Merkwaardig is hetgeen Professor Arthur Luther, een der beste kenners in West-Europa der russische letterkunde in het Julinummer van ‘Ost-Europa’ hierover zegt: ‘Wer Sich ein richtiges Urteil über die gegenwärtigen Zustände an der russischen “Kulturfront” bilden will, muss sich stets vor Augen halten, dass in Russland Kriegszustand herrscht. Und der Krieg ist unerbittlich und grausam. Er reiszt alle fort, zwingt alle in seinen Dienst. Es gibt keine freie Kunst mehr. Der Dichter hat mit seinen Versen die Arbeiter auf den Fabriken anzufeuern, dasz sie ihre Pflicht erfüllen, das Theater ist nur noch für Agitationsstücke da, die bildende Kunst erschöpft sich fast ganz in der Plakatmalerei; ja, die einzelnen Künste haben überhaupt kein Recht auf Sonderexistenz, sie sollen alle zusammenwirken, um das Ihre zum Werk des sozialen Aufbau beizutragen.’
In deze omstandigheden kan men zich slechts verwonderen dat er toch nog kunstenaars zijn die hun individualiteit weten te bewaren en hun werk vrij weten te houden van een, aan het wezen van hun kunst vreemde, politieke tendenz, zooals o.a. Mariengof, Ossip Sawitsch, Alexis Tolstoi en deze tot nog toe buiten Rusland onbekende Matwej Roesmann.

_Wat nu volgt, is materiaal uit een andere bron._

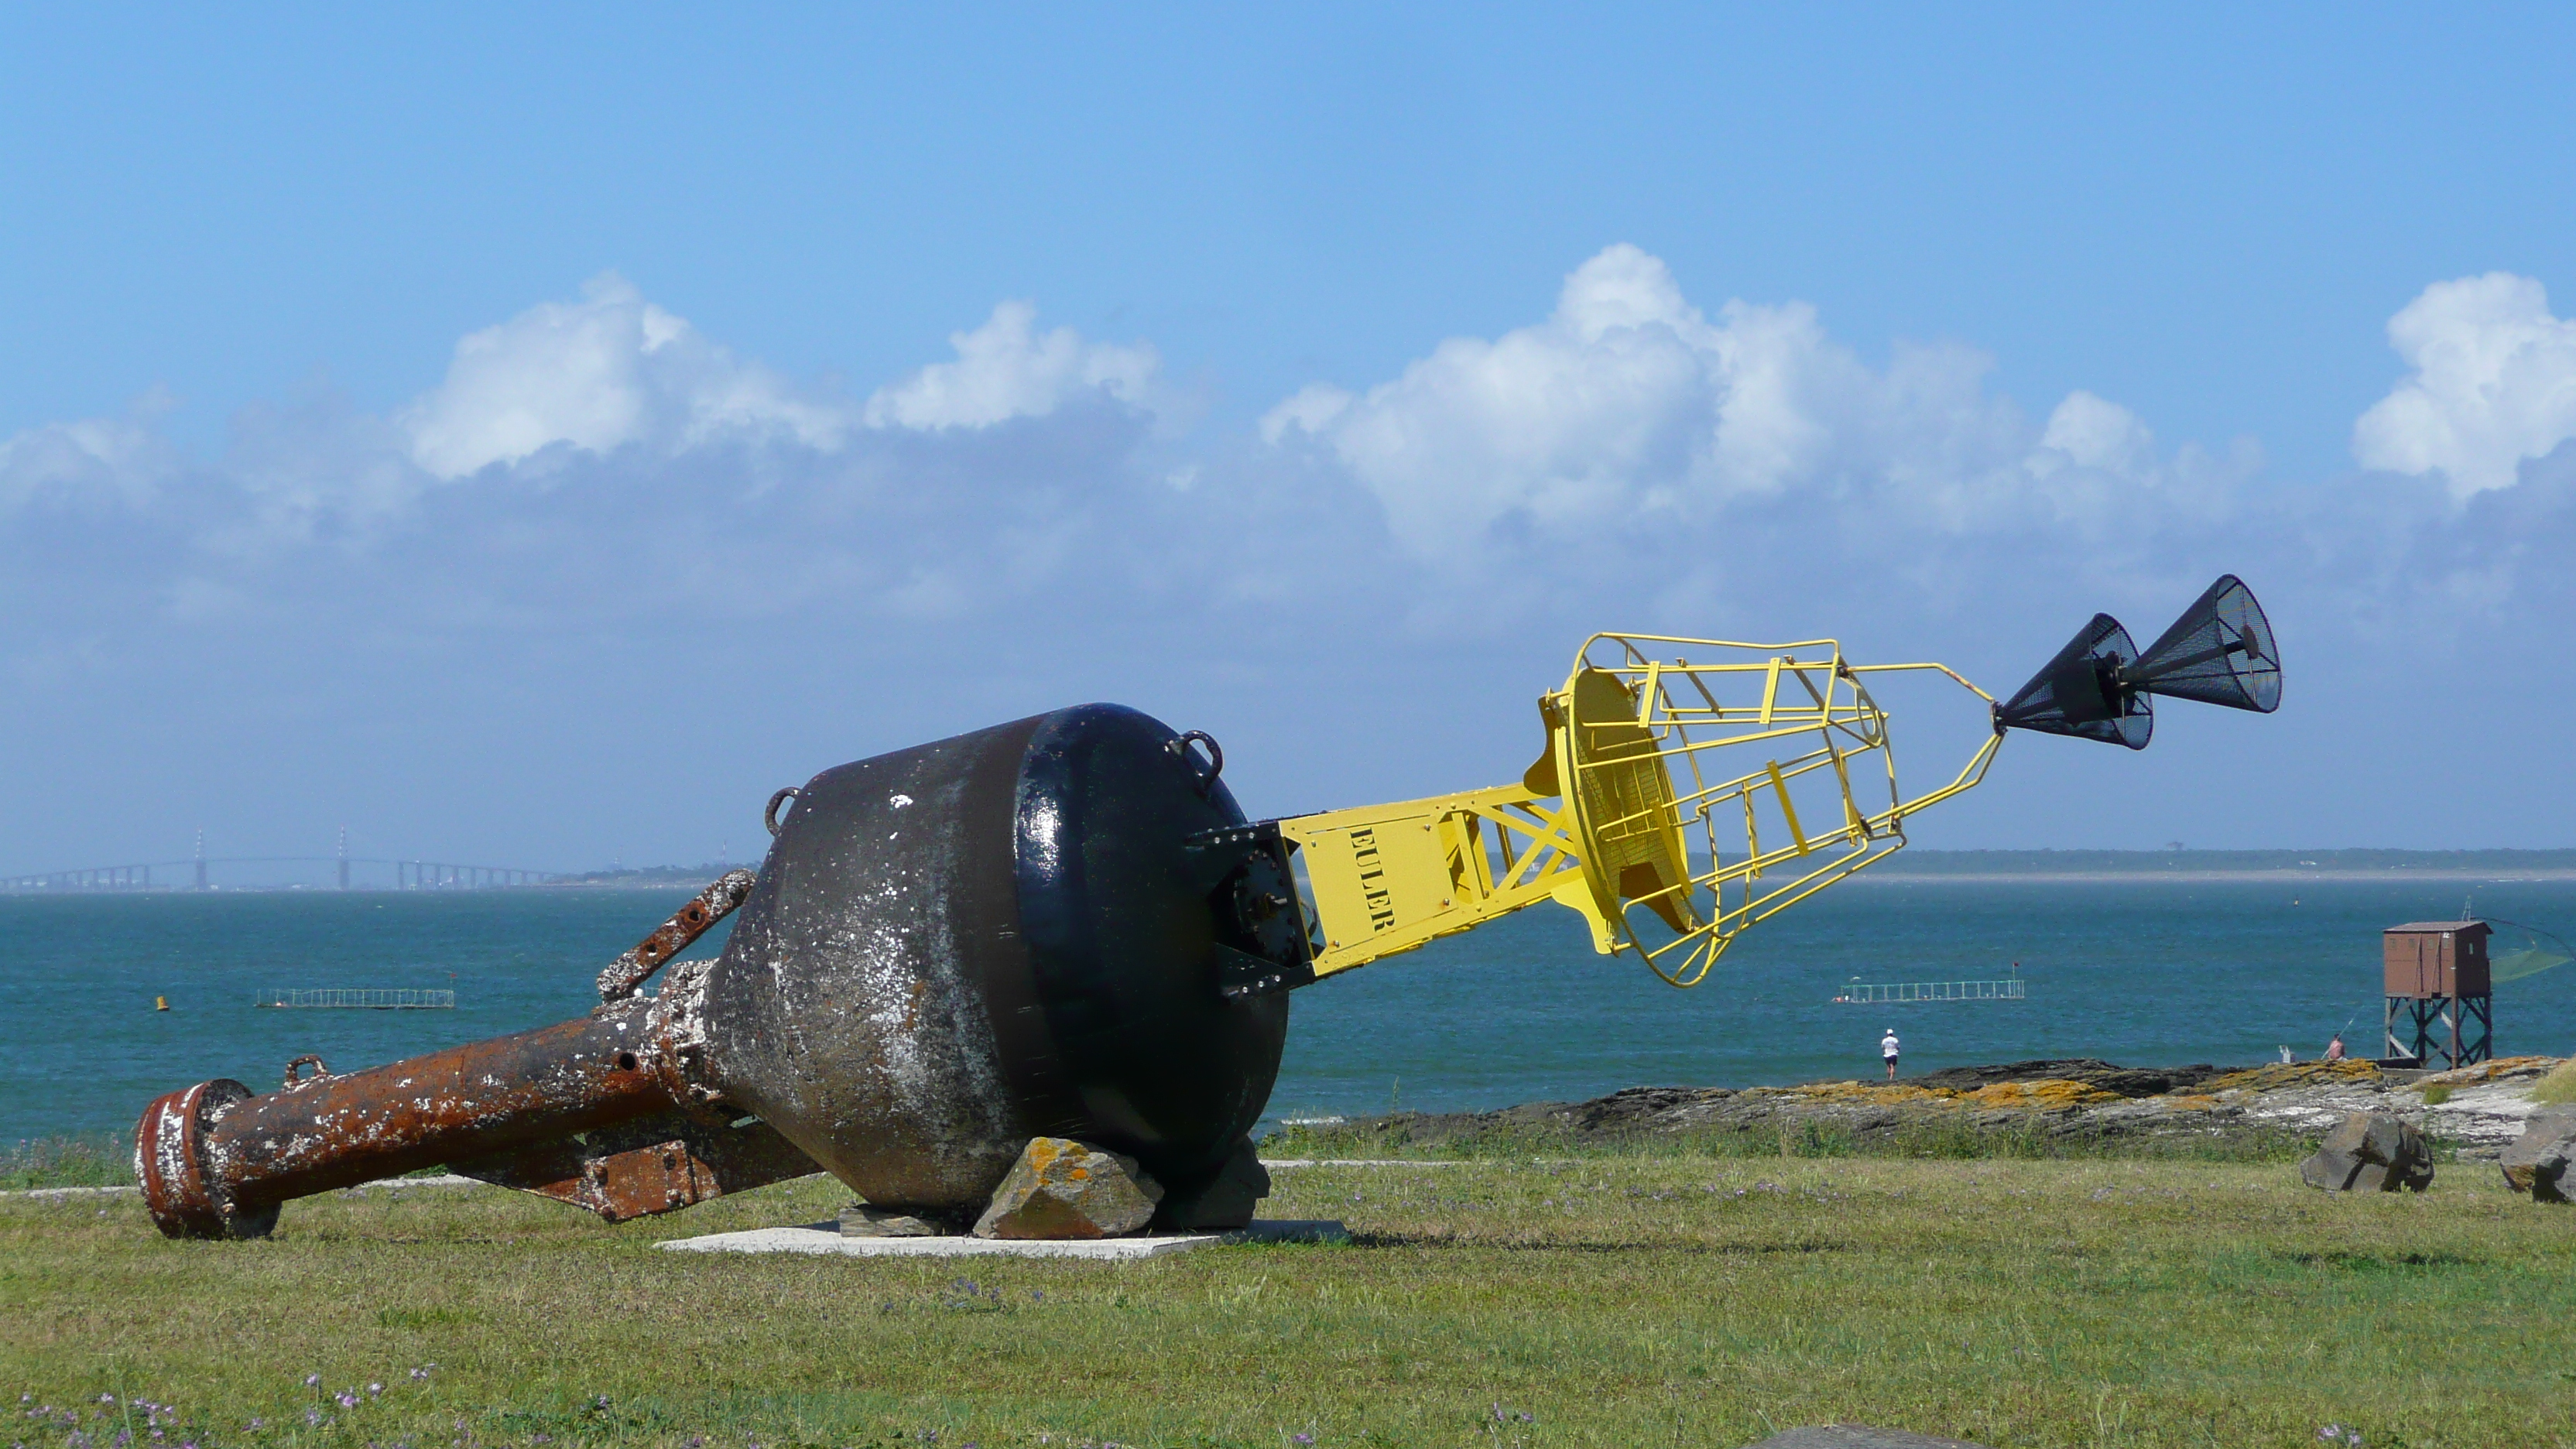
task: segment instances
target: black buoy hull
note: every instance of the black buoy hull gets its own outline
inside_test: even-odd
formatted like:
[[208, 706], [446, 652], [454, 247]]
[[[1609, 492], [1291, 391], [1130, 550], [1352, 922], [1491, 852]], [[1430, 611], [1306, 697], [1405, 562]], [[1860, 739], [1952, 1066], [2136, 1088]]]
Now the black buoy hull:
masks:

Fischbein, Aaron Salomonowitsch, in hart en nieren schieber, nep-man en natuurlijk jood, is geen nieuwe persoonlijkheid in de russische roman; het is, zooals de schrijver zelf zegt, eigenlijk vreemd dat wij hem nog niet kennen, zoo dagelijksch en gewoon is zijn verschijning in het russische leven en de litteratuur van na de revolutie. - Hij is de vermogende, onontwikkelde joodsche winkelier, die geen scrupules kent, God en de Duivel te vriend houdt, in troebel water goed weet te visschen en tenslotte alleen op finantieel voordeel uit is. - Onder de tsaar ging het hem al goed, iedereen kende hem in zijn wijk, en zelfs de inspecteur van politie groette hem eerbiedig; toen de oorlog uitbrak ging het hem nog beter, op handige wijze wist hij zijn voordeel te behalen; de liberale revolutie van Kerenski kon zijn positie slechts verbeteren, want Fischbein ontdekte natuurlijk onmiddellijk dat hij eigenlijk altijd een overtuigde republikein was geweest.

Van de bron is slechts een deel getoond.